Ludum Dare 34
Coming December 11th-14th Weekend

October Challenge ends
Make a game – Take it to Market – Earn $1


Posted by
December 17th, 2007 4:00 am

(Hm, got bored at work, so an extremely lengthy post-mortem following..)


LudumDare 10 entry “Lunte” by Allefant


I have yet to analyze the over 3GB worth of automatic screen caps, but I think I spent about a third of time each in IRC, coding, or working in Blender. Rather minor amounts of time were devoted to idea research, making sounds in SFXR and making music in LMMS.


In fact, my music is somewhat of cheating, as I used an existing melody, and further, an existing .mid file including 2 additional scores to the melody, cords (or whatever, I’m no musician) and percussion. What I did is just fiddle in LMMS to create and assign instruments.. I gave a high pitched square wave to the main melody, a piano to the cords, and since LMMS decided to simply lump the midi percussion notes into one channel, ignoring the MIDI assignment, some wooden sounding neutral percussion to that. As for in-game sounds, I used SFXR by DrPetter, which simply is incredible – in last LDs I was running an old SimSynth through Wine to get some poor sounds, now (also thanks to mjau) I have a native app with all those randomization features making sound generation much quicker.


Since sound is covered, next to graphics. My tools were Gimp and Blender. But most of the visible graphics are Blender renderings. I do know by now how to set up a simple “armature” to get stuff animated. I still have no idea what the difference between the three windows IPO/Action/NLA is and why some of them are empty some times and sometimes not. And very likely connected to that, I can’t figure out how to give separate animations to separate things (like, doing the feet animation independent of the head animation, in the same armature). With everything downscaled to 640×480 pixels, not many details were necessary anyway though.

One thing which proved somewhat challenging were shadows. I decided I want to have them separate – since two tree sprites next to each other looked somewhat odd otherwise. Suffice to say, I had to resort to Blender’s Python-scripting capabilities to have a script which fiddles with material parameters – for the non-shadow version, disabling the shadow, for the shadow version, setting all materials to “cast-only” and a special “shadow plane” to “only-shadow”. The result is, each of my graphics has two versions, the shadow and the rest.

The biggest challenge however was the explosions. I learned some about particles, soft-body and the deflection setting in Blender. One thing I wasted time on was when I tried to get the explosion to cast a shadow – Blender simply can’t to that (yet?) – particles can receive shadow, but not cast it.


Now, finally, to the code. I ended up not using pygame but my C-disguised-as-Python language and my custom library. Which for someone who wants to compile means, the following dependencies are required:

  • allegro window, input, timers
  • allegroglopengl context in above window
  • DUMBmod player, actually not used, but i found no time to edit it out of everything
  • OpenGL, FreeType, png, z, jpeg, ogg, vorbis, vorbisfile

After that, it should be a matter of compiling all .c files in the “generated” folder and linking to those library. I provided the Makefile I used for cross-compiling the .exe.
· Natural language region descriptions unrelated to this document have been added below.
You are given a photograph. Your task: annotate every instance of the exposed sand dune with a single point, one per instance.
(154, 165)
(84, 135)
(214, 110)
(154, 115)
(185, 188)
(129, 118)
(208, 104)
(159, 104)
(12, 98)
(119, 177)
The actual code I have written is all in the src directory, little more than 800 lines. I love the Python syntax for that, even though the code is rather hackish and there’s no comments, the forced indentation makes it still easy to follow. There’s nothing really special regarding the gameplay, it’s a rather simple puzzle game, done a 100 times. I made one huge list of all objects (santa, trees, bombs, wood), then pass it to the C qsort function to sort by layer and by y position, then draw it.

The challenging thing was the water/ice/snow layers. The straightforward idea was to first draw water, then where there is ice draw ice tiles, and finally snow tiles. It just would have meant, if there’s a snow tile at x/y, cut that tile out of the snow texture, and place to the screen. However, I wanted to use an alpha mask for the cutting out – but OpenGL 1.0 does not allow specifying a separate alpha channel. Which would have left me with some texture combine extension, or a fragment shader. I read up a bit on fragment shaders, but then finally went for a software solution, re-calculating the water animation with possibly ice and snow in front each time level geometry changes.

Game Design

One thing I totally neglected was level design. The game I cloned apparently lived from the clever level design, giving you hours of puzzles. In my version, there are no real levels, basically just 13 tutorial/test screens. I guess I could try and find a ROM of the original then rip out the levels. Or try to create some challenging levels myself. In any case, when doing a puzzle game in an LD48, time for level creation must be factored in. It’s hard enough doing platformer levels in short time, but for a puzzle game it’s crucial.


In a way, not having the least bit of originality haunted me throughout the competition. I wish now I had thought more about my initial chain-of-lights on xmas tree idea (all the xmas setting is a remnant of it), then could have spent the time creating explosions and break-able terrain on implementing that idea instead.